The results of the study must be considered in the context of its limitations. The subjects from this study were patients enrolled in a Midwestern, urban, university-associated primary care medical system. The demographic characteristics of this sample are similar to those of a national sample of patients with diabetes who attended academic medical centers and thus, generalizability of results may be limited to similar primary care settings [31]. The unavailability of data about the purpose of the visit appears to be a universal problem across no-show studies. No-showing to one visit is not an indicator of long-term appointment keeping behavior; however, it does provide evidence that a snapshot of no-show behavior is predictive of future acute care utilization. Furthermore, it is not possible to describe the association between no-show and medication compliance or glycemic control because not all patients’ pharmacy and lab information were integrated into the medical records database.
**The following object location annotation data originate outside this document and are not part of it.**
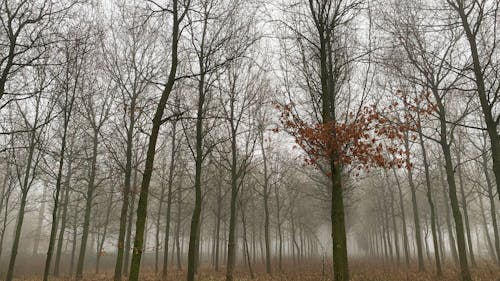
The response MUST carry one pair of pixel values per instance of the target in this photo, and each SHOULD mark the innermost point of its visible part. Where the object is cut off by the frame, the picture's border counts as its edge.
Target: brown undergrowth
(361, 270)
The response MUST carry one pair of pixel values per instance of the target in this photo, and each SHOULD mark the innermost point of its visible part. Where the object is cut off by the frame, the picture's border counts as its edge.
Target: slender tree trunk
(486, 230)
(74, 240)
(193, 250)
(416, 220)
(150, 154)
(451, 238)
(493, 212)
(464, 204)
(266, 206)
(41, 213)
(403, 217)
(430, 201)
(24, 194)
(452, 192)
(100, 244)
(178, 228)
(245, 241)
(483, 93)
(126, 194)
(88, 207)
(217, 226)
(170, 184)
(63, 218)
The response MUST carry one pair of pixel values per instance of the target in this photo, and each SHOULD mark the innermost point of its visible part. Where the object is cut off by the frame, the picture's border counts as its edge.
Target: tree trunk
(88, 206)
(437, 259)
(464, 207)
(63, 218)
(245, 241)
(170, 184)
(403, 217)
(41, 213)
(452, 192)
(416, 220)
(451, 238)
(266, 206)
(150, 155)
(30, 167)
(479, 75)
(126, 193)
(492, 207)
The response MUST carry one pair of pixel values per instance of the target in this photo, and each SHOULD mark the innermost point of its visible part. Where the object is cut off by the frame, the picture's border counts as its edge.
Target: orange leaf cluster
(368, 140)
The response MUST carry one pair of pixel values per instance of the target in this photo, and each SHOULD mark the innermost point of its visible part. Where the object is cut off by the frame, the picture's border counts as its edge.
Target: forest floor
(365, 270)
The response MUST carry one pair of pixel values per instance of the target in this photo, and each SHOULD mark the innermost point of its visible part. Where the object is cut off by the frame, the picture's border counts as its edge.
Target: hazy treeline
(155, 134)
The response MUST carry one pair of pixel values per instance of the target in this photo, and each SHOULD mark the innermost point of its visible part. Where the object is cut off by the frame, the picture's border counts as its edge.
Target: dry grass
(361, 270)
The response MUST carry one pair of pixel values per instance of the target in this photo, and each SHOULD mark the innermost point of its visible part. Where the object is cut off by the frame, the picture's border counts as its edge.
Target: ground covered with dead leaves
(365, 270)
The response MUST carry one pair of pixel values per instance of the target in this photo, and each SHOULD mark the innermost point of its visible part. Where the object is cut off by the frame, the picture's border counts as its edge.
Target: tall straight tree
(96, 102)
(432, 81)
(214, 32)
(69, 84)
(178, 11)
(27, 158)
(131, 64)
(476, 18)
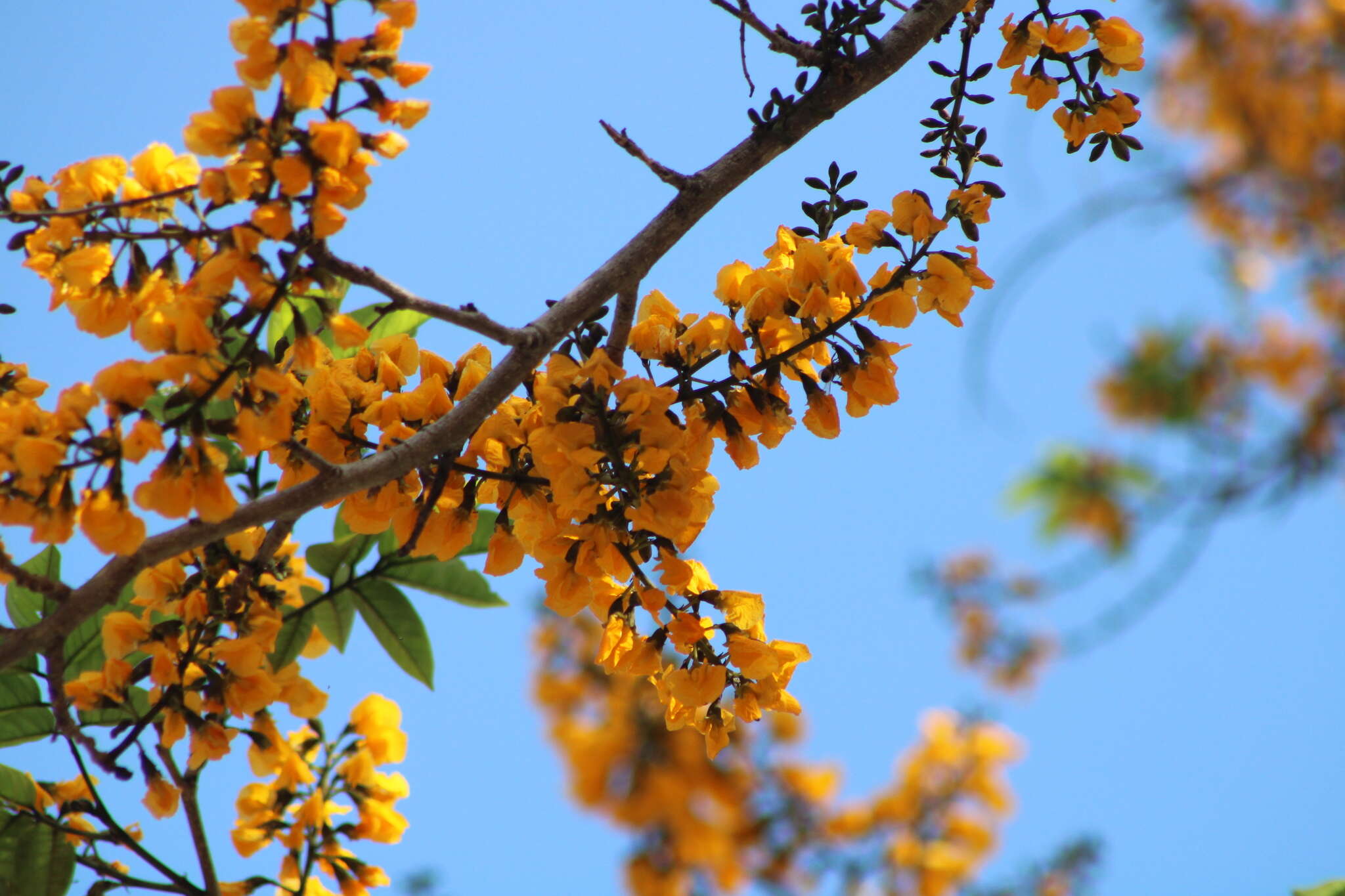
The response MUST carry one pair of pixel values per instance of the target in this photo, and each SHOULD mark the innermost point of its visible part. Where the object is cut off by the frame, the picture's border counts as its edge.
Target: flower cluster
(759, 815)
(300, 805)
(296, 171)
(1093, 110)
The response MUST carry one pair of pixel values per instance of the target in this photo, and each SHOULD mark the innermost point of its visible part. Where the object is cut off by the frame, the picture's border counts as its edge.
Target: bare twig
(743, 55)
(631, 261)
(187, 784)
(776, 38)
(659, 169)
(622, 324)
(467, 317)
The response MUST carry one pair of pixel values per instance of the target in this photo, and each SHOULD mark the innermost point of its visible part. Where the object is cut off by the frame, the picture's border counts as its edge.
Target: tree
(259, 370)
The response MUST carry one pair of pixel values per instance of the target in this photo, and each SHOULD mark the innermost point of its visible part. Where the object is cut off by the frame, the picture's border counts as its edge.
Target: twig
(632, 261)
(187, 784)
(436, 489)
(261, 561)
(87, 210)
(121, 837)
(743, 55)
(66, 726)
(776, 38)
(108, 870)
(32, 581)
(622, 319)
(659, 169)
(467, 317)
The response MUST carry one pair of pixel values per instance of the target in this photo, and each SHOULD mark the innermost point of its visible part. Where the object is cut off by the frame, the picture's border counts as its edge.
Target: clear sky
(1202, 746)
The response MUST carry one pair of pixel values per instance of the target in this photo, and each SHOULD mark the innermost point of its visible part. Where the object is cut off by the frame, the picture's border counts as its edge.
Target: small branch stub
(659, 169)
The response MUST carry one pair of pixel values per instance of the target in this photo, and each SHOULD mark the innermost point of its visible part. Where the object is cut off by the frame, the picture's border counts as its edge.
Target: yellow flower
(1021, 41)
(123, 633)
(503, 554)
(698, 685)
(106, 522)
(1038, 88)
(162, 798)
(305, 79)
(409, 73)
(377, 719)
(347, 331)
(688, 629)
(974, 202)
(218, 131)
(1076, 124)
(332, 141)
(209, 742)
(273, 219)
(911, 214)
(1063, 39)
(1118, 42)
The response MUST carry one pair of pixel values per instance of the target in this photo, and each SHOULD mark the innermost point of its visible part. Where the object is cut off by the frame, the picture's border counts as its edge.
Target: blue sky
(1202, 746)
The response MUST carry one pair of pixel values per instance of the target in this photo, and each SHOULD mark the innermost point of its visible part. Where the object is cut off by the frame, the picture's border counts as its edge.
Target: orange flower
(106, 522)
(162, 798)
(1118, 42)
(305, 79)
(1039, 88)
(911, 214)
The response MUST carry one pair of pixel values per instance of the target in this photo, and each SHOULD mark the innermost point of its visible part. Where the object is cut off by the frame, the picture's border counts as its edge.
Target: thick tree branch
(833, 92)
(467, 317)
(659, 169)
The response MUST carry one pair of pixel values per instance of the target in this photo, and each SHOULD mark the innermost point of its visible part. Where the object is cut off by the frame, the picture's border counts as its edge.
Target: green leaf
(334, 617)
(280, 326)
(479, 544)
(397, 626)
(450, 580)
(291, 640)
(136, 707)
(482, 538)
(84, 645)
(34, 859)
(27, 608)
(221, 409)
(16, 786)
(338, 559)
(23, 714)
(234, 459)
(1329, 888)
(390, 324)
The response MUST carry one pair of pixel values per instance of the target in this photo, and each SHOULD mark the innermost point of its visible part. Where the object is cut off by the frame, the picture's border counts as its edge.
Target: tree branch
(467, 317)
(85, 210)
(622, 319)
(66, 726)
(834, 91)
(776, 38)
(276, 536)
(187, 784)
(659, 169)
(326, 469)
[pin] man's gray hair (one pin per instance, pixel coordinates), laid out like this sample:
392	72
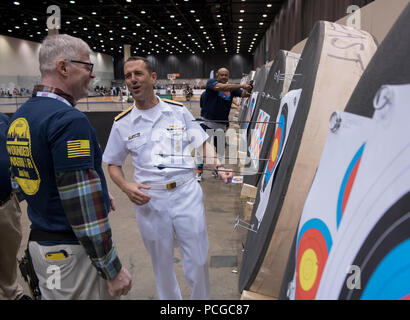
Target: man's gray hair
60	46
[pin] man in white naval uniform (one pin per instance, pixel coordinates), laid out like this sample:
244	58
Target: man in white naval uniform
168	201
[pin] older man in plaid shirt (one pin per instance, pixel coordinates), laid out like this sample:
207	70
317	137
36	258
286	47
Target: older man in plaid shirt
56	160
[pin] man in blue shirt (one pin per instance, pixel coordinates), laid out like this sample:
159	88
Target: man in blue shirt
216	102
56	160
217	99
10	225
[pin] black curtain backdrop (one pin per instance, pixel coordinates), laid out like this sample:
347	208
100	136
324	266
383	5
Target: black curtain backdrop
294	23
193	66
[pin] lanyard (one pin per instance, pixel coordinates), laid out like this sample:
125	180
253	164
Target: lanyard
53	96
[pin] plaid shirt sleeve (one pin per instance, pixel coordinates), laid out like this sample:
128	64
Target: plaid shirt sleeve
83	202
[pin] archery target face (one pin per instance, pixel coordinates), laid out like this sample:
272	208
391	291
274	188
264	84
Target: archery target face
371	248
277	145
384	258
347	184
334	178
258	135
284	119
314	244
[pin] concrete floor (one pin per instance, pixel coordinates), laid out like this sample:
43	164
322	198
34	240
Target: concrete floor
222	205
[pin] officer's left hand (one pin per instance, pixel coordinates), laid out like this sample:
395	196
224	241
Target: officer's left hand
225	174
112	201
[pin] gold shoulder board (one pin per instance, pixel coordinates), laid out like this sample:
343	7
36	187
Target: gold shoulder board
173	102
122	114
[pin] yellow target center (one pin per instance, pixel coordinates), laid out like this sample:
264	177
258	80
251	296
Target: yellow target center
308	269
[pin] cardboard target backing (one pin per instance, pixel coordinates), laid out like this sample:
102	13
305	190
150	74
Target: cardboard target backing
277	85
258	86
390	65
328	77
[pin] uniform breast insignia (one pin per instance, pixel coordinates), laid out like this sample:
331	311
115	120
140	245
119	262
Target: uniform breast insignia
134	136
78	148
19	150
173	102
124	113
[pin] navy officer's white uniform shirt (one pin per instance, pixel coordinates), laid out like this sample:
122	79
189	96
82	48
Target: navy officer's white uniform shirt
156	137
152	137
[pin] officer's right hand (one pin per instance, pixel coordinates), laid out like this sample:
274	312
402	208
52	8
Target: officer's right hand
136	195
121	284
248	87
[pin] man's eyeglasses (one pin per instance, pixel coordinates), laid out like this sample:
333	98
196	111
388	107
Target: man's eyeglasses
90	66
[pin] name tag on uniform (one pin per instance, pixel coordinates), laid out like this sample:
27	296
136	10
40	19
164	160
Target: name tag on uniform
134	136
175	128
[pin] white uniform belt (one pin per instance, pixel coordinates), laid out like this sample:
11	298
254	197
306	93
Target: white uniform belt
177	182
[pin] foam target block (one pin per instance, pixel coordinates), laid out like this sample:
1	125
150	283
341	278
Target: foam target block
260	137
328	76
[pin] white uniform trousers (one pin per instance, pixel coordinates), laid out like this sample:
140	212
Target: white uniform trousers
176	214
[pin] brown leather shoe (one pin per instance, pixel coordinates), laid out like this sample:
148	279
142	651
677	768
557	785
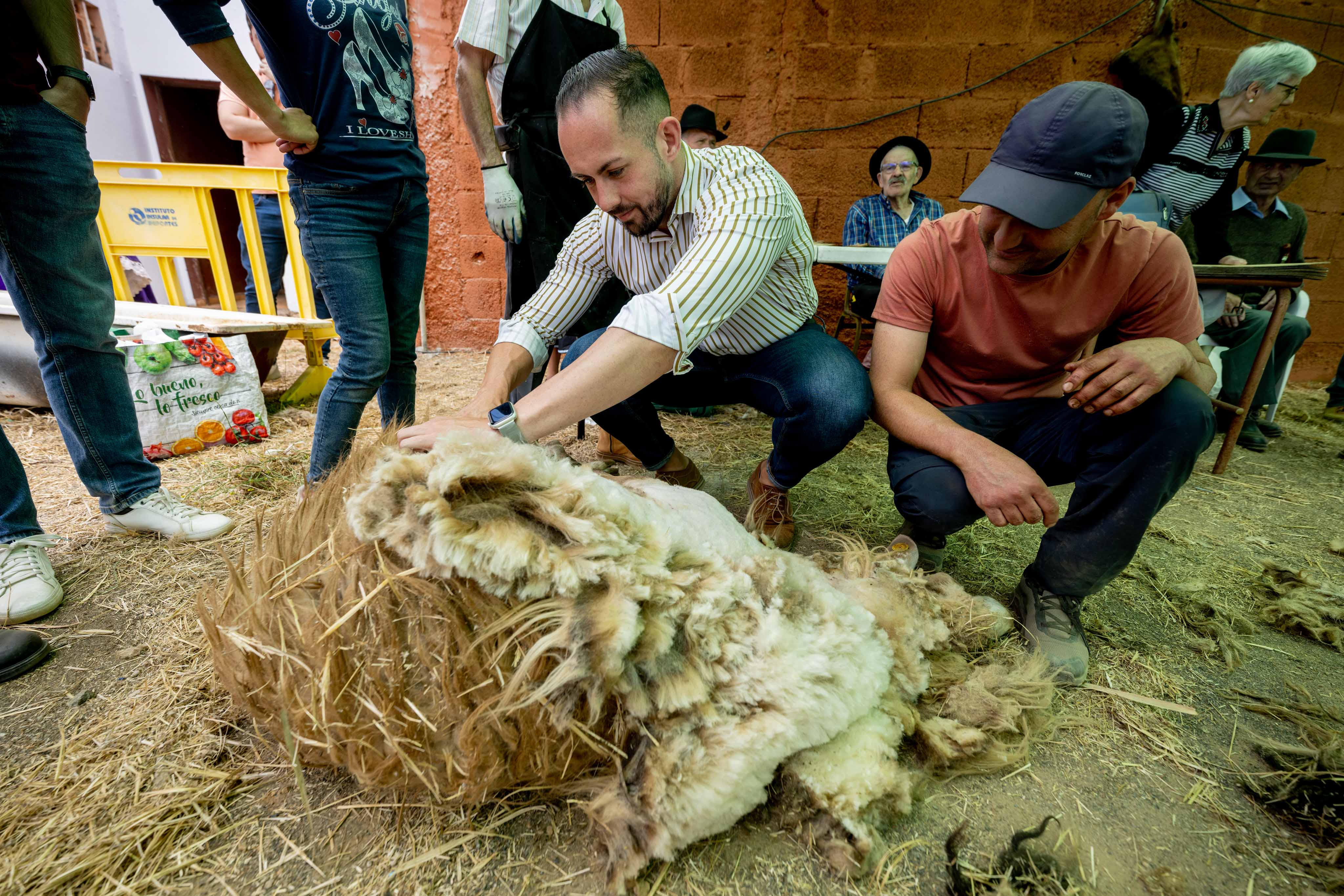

Thus, we cannot assess whether the association between no-show behavior and subsequent acute care utilization could be explained by poor glycemic control.

This study does not capture ED visits and hospital admissions that did not occur at one of the hospitals or emergency departments associated with the three hospital systems included in the RMRS. Thus, out-of-town admissions were not included and this may have resulted in underestimation of hospital and emergency department utilization rates. This descriptive study from a clinical setting is not designed to make statements about causation. Specifically, we cannot address whether low health literacy could have explained the association between no-show status and subsequent acute care utilization. Furthermore, we were not able to describe whether there was a recursive association between no-show status and hospital admissions. By statistically adjusting for hospital admissions in the prior six months, we may have underestimated the association between no-show behavior and subsequent hospital admissions. Nonetheless, the findings provide strong evidence that among diabetics with a recent hospital admission, those who no-show are at increased risk for a future hospital admission.

Conclusions

The problem of no-shows has long been considered an outpatient clinic operations problem that disrupts providers’ care plans for their chronic care patients. This study reveals that outcomes of patients who no-show extend beyond the outpatient clinic setting because patients that no-show have significantly higher rates of subsequent acute care utilization. The results provide evidence of the importance of proactive re-scheduling of patients who no-show because of their vulnerability for future hospital admissions.